1<?xml version="1.0" encoding="UTF-8"?>
2<ExtlClntAppOauthConfigurablePolicies xmlns="http://soap.sforce.com/2006/04/metadata">
3    <externalClientApplication>myeca</externalClientApplication>
4    <label>myecapolicy</label>
5    <apexHandler>MyEcaOauthApexHandler</apexHandler>
6    <executeHandlerAs>admin@example.org</executeHandlerAs>
7    <refreshTokenPolicyType>SpecificLifetime</refreshTokenPolicyType>
8    <refreshTokenValidityPeriod>1</refreshTokenValidityPeriod>
9    <refreshTokenValidityUnit>Days</refreshTokenValidityUnit>
10    <ipRelaxationPolicyType>Enforce</ipRelaxationPolicyType>
11    <permittedUsersPolicyType>AdminApprovedPreAuthorized</permittedUsersPolicyType>
12    <commaSeparatedPermissionSet>PermSetExample</commaSeparatedPermissionSet>
13    <commaSeparatedCustomScopes>CustomScopeExample</commaSeparatedCustomScopes>
14    <sessionTimeoutInMinutes>1</sessionTimeoutInMinutes>
15    <requiredSessionLevel>HIGH_ASSURANCE</requiredSessionLevel>
16    <policyAction>RaiseSessionLevel</policyAction>
17    <singleLogoutUrl>https://www.example.com</singleLogoutUrl>
18    <startUrl>https://www.example.com</startUrl>
19    <guestJwtSessionTimeoutType>UserSession</guestJwtSessionTimeoutType>
20    <namedUserJwtSessionTimeoutType>Custom</namedUserJwtSessionTimeoutType>
21    <namedUserJwtTimeout>10</namedUserJwtSessionTimeout>
22</ExtlClntAppOauthConfigurablePolicies>

This example package.xml that references the previous definition.
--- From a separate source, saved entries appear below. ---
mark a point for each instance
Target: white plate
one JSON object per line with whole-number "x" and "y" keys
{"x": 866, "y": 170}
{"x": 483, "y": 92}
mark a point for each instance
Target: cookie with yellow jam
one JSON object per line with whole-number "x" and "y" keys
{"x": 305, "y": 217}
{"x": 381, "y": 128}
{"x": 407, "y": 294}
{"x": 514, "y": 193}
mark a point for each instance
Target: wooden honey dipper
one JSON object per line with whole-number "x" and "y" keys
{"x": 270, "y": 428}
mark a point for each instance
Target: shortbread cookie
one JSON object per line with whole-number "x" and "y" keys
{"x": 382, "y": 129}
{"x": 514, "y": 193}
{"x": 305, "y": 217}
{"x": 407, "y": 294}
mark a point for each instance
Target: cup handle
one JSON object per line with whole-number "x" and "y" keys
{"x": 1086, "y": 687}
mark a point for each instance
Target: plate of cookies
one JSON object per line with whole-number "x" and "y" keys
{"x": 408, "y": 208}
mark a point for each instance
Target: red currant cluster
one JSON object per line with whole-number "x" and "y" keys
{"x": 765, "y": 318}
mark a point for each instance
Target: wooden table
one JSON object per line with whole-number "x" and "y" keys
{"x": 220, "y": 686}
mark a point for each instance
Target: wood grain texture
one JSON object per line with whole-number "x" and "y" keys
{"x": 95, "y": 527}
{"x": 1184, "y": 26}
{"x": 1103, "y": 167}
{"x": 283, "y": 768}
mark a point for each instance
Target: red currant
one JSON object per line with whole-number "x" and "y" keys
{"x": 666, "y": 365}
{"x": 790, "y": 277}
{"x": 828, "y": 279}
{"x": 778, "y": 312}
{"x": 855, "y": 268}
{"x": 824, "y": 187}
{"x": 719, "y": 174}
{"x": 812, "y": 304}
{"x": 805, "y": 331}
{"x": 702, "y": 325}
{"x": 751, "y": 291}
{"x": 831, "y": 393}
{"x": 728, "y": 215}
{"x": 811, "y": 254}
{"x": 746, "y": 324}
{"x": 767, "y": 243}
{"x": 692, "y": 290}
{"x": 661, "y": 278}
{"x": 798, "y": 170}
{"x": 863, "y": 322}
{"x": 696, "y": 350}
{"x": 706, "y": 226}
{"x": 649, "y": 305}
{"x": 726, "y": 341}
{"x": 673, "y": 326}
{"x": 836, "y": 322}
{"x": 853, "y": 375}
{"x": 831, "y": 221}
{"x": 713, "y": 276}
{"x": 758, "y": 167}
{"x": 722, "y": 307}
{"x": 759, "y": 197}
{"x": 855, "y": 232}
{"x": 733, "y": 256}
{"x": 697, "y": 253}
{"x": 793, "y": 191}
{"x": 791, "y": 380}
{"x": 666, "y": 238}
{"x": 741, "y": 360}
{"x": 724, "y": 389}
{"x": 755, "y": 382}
1<?xml version="1.0" encoding="UTF-8"?>
2<Package xmlns="http://soap.sforce.com/2006/04/metadata">
3    <types>
4        <members>*</members>
5        <name>ExternalClientApplication</name>
6    </types>
7    <types>
8        <members>*</members>
9        <name>ExtlClntAppOauthSettings</name>
10    </types>
11    <types>
12        <members>*</members>
13        <name>ExtlClntAppGlobalOauthSettings</name>
14    </types>
15    <types>
16        <members>*</members>
17        <name>ExtlClntAppOauthConfigurablePolicies</name>
18    </types>
19    <types>
20        <members>*</members>
21        <name>ExtlClntAppConfigurablePolicies</name>
22    </types>
23    <version>60.0</version>
24</Package>

Wildcard Support in the Manifest File

This metadata type supports the wildcard character * (asterisk) in the package.xml manifest file. For information about using the manifest file, see Deploying and Retrieving Metadata with the Zip File.